Since then, the $18.5 billion pension system has made few commitments to either new or follow-on funds from either buyout of venture capital firms. In fact, it garnered its greatest amount of industry press by pressuring private equity firm Crossroads Group to distribute certain funds into Connecticut coffers and by going to court to recoup losses related to investments in New York buyout firm Forstmann Little & Co.
“I’ve been working on private equity in my spare time, but it’s great for us to have a full-time resource,” says Susan Sweeney, who was named chief investment officer of the Connecticut pension system last spring. “It was a very competitive process that started 14 months ago… we got over 1,000 resumes.”
Scopelliti most recently served in senior operating positions at both U.S. Business Exchange and Student Transportation of America, before which he was executive director of leveraged lending with CIBC World Markets and a managing director of merchant banking with ING Barings.
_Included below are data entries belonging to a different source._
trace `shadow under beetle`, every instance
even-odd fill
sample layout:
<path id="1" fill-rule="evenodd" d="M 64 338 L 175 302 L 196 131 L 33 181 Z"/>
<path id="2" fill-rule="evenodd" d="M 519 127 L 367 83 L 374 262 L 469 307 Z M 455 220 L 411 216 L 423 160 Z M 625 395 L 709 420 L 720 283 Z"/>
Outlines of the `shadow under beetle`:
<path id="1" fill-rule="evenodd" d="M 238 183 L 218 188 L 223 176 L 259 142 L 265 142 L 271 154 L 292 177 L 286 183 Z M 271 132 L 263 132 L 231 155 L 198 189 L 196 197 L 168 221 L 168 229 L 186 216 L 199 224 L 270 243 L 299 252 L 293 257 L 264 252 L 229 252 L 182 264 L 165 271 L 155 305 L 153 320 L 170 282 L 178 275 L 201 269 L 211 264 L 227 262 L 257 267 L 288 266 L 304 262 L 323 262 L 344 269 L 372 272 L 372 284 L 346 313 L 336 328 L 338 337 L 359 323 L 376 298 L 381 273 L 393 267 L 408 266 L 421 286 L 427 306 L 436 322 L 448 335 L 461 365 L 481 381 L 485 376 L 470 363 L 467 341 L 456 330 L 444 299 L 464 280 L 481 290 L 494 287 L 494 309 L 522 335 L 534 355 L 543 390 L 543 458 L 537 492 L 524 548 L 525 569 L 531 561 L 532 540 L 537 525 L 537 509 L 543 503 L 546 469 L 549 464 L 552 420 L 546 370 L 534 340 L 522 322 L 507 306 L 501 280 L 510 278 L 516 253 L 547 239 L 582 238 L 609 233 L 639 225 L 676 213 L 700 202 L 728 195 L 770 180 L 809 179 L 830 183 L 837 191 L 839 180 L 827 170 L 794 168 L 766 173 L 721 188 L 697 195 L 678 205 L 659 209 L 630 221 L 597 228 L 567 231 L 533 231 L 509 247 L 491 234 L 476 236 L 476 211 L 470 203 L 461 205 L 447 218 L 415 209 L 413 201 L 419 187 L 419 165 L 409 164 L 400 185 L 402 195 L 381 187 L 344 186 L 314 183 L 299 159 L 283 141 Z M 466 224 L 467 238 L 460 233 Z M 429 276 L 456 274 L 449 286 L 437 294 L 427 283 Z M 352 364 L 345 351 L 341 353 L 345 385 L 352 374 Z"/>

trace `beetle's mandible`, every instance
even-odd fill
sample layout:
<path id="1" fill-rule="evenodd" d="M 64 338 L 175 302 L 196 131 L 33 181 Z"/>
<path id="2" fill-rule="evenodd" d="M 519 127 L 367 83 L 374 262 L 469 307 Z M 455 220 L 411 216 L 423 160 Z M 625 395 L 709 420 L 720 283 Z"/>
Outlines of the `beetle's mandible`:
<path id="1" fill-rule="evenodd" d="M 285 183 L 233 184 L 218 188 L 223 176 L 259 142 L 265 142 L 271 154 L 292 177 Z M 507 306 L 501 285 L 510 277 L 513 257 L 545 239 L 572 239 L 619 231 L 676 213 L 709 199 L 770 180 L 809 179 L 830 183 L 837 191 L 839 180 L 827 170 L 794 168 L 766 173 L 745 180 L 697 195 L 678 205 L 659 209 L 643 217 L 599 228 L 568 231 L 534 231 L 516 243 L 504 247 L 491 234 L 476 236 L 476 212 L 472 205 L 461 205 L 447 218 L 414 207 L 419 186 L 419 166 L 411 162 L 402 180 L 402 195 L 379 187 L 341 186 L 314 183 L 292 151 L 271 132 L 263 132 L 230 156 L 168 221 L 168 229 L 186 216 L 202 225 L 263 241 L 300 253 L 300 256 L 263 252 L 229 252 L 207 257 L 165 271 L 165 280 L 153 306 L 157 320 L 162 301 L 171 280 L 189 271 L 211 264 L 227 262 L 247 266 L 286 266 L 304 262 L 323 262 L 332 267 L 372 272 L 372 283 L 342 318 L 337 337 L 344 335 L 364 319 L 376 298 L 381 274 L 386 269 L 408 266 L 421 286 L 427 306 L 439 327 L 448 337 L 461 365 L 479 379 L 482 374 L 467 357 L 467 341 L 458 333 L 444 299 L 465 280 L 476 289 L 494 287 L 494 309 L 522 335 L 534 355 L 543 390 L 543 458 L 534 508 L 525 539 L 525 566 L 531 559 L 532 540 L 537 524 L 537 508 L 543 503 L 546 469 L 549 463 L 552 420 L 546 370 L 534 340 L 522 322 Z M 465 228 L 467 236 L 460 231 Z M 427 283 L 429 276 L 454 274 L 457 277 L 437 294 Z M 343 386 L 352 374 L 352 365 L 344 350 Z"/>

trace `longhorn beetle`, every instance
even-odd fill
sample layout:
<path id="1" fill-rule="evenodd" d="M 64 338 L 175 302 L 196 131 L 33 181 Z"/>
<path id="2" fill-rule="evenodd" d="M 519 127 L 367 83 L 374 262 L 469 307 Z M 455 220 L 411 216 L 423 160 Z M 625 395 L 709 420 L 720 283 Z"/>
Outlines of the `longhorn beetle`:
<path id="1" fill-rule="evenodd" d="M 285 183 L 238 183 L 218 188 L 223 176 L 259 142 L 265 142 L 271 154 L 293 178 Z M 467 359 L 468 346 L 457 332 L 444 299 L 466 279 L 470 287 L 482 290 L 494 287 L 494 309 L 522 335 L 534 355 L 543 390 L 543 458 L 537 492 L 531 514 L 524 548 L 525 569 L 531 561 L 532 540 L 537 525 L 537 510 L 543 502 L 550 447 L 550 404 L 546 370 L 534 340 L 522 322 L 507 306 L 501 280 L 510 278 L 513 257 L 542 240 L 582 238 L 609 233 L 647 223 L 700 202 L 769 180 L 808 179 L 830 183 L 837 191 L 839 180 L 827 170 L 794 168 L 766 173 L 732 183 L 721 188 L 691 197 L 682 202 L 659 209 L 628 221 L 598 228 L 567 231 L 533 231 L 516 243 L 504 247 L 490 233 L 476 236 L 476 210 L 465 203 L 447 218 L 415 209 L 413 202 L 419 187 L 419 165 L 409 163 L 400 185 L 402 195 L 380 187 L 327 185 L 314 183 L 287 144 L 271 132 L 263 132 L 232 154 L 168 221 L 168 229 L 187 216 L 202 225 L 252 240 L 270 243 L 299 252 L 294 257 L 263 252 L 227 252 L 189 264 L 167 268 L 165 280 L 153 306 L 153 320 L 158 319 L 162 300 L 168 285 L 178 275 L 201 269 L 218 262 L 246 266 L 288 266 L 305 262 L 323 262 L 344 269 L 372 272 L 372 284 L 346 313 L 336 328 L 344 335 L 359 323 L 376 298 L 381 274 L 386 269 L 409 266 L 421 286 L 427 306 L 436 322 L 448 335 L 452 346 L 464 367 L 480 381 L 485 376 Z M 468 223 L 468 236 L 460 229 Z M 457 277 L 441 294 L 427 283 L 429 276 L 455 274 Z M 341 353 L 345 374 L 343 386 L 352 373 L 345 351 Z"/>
He says that he’s excited by the new position, and that he has no concerns over Connecticut’s complex reputation within private equity circles. “I’ve had long, exhaustive conversations about the situation here, and am very comfortable,” he says.
Both Scopelliti and Sweeney say that the pension fund’s 11% allocation to private equity will remain, and that it will continue with its policy of not divulging underlying asset data related to its general partnership investments. The system does, however, release GP performance data – including internal rates of return – during its public meetings.
The state of Connecticut is advised by INVESCO on all private equity matters and historically has invested in such firms as Mohr, Davidow Ventures, New Enterprise Associates, Welsh, Carson, Anderson & Stowe and Lexington Partners.